Agricultural water management and climate risk
Feasible investments in agricultural water management are likely to bring the greatest livelihood benefit to the rural poor of sub-Saharan Africa and parts of South Asia if they are part of a comprehensive approach to managing climate risk, according to a new report from the International Research Institute for Climate and Society.
“Despite the known impacts of current climate risk and growing concern about future climate change, climate risk management remains conspicuously absent from many analyses and regional development strategies,” write Casey Brown and James Hansen, the authors of the report, called Agricultural Water Management and Climate Risk (download it here). The report was commissioned by the Bill & Melinda Gates Foundation and will help guide the foundation’s investment strategy in agricultural and water development in the face of climate variability.
“We need to take a more holistic view of the risks that farmers face. We’ve found that conventional agricultural water management in combination with other climate risk management strategies can be a much more powerful engine of development than just the water management alone,” said Casey Brown, who leads IRI’s Water program.
Climate change is expected to exacerbate many development challenges in Africa and South Asia, but in ways that can only be partially anticipated. A growing body of evidence links climate-based water variability to poor economic growth in developing countries. For example, in sub-Saharan Africa agriculture accounts for 70% of employment and 35% of the region’s gross domestic product. Of the 183 million hectares of agricultural land there, only about 9 million are under some form of water management–mostly small-scale approaches, such as irrigation systems and farm ponds. Most farmers depend solely on rainwater to grow their crops.
Future efforts to increase agricultural productivity in the region will most likely center on more of these small-scale water management and storage strategies, note Brown and Hansen.
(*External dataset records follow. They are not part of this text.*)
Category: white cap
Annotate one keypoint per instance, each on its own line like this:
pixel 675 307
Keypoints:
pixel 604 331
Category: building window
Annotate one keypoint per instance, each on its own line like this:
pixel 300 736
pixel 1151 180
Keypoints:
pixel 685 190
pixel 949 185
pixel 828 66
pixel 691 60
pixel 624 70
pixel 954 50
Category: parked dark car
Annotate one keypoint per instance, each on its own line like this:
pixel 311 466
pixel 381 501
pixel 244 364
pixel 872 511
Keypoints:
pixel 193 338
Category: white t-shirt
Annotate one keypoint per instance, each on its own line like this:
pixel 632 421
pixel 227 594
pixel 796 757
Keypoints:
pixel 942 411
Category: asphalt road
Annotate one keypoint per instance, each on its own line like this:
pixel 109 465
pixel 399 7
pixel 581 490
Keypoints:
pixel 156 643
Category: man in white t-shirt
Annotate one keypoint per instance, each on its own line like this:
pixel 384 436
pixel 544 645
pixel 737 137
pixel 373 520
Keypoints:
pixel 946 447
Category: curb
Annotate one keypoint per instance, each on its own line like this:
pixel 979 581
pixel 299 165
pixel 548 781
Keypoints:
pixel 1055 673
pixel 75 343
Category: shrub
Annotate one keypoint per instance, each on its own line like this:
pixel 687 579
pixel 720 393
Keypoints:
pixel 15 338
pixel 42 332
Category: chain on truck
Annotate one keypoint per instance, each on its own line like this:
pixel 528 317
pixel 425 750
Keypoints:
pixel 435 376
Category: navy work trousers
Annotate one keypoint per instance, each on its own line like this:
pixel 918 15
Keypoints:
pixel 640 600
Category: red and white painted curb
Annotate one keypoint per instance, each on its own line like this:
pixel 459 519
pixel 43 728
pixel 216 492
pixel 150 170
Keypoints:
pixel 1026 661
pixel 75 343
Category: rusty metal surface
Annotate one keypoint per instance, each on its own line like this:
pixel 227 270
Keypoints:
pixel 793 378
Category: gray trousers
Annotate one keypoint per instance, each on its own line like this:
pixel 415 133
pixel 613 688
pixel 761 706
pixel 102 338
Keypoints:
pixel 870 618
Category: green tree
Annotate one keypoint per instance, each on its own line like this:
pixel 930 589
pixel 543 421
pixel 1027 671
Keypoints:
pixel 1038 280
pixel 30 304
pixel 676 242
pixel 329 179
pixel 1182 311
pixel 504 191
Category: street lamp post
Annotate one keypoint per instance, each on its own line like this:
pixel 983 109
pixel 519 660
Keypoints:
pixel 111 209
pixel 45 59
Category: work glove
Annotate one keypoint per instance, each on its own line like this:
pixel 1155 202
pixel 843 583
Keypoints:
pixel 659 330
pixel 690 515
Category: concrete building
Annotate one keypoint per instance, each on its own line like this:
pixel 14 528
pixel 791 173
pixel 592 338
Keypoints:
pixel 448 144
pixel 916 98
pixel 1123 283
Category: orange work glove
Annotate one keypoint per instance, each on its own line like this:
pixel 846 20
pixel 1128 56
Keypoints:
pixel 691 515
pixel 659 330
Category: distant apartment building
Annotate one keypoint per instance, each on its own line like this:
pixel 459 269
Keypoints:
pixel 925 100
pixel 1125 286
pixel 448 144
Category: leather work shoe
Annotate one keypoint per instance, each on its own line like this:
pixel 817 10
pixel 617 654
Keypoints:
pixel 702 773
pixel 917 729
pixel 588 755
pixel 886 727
While these provide mitigation of slight or moderate departures from normal rainfall, they are less capable of managing climate extremes such as droughts and floods, which threaten to reverse years of development gains.
The authors recommend that a strategy for investing in agricultural water management should include a multipronged approach to dealing with the full range of climate variability.
The authors propose three specific areas of investment that are timely, feasible and target a different layer of risk:
- Don’t assume climate is static. Develop a climate-informed investment strategy for water management.
- Support rural climate information services. Invest in climate data sets, work with national meteorological services to produce tailored seasonal forecasts, train employees of agriculture extension services and nongovernmental organizations to communicate climate information and risk, etc.
- Create integrated early warning systems. These support more timely and better coordinated response to climatic shocks such as droughts and floods that exceed the coping capacity of rural communities.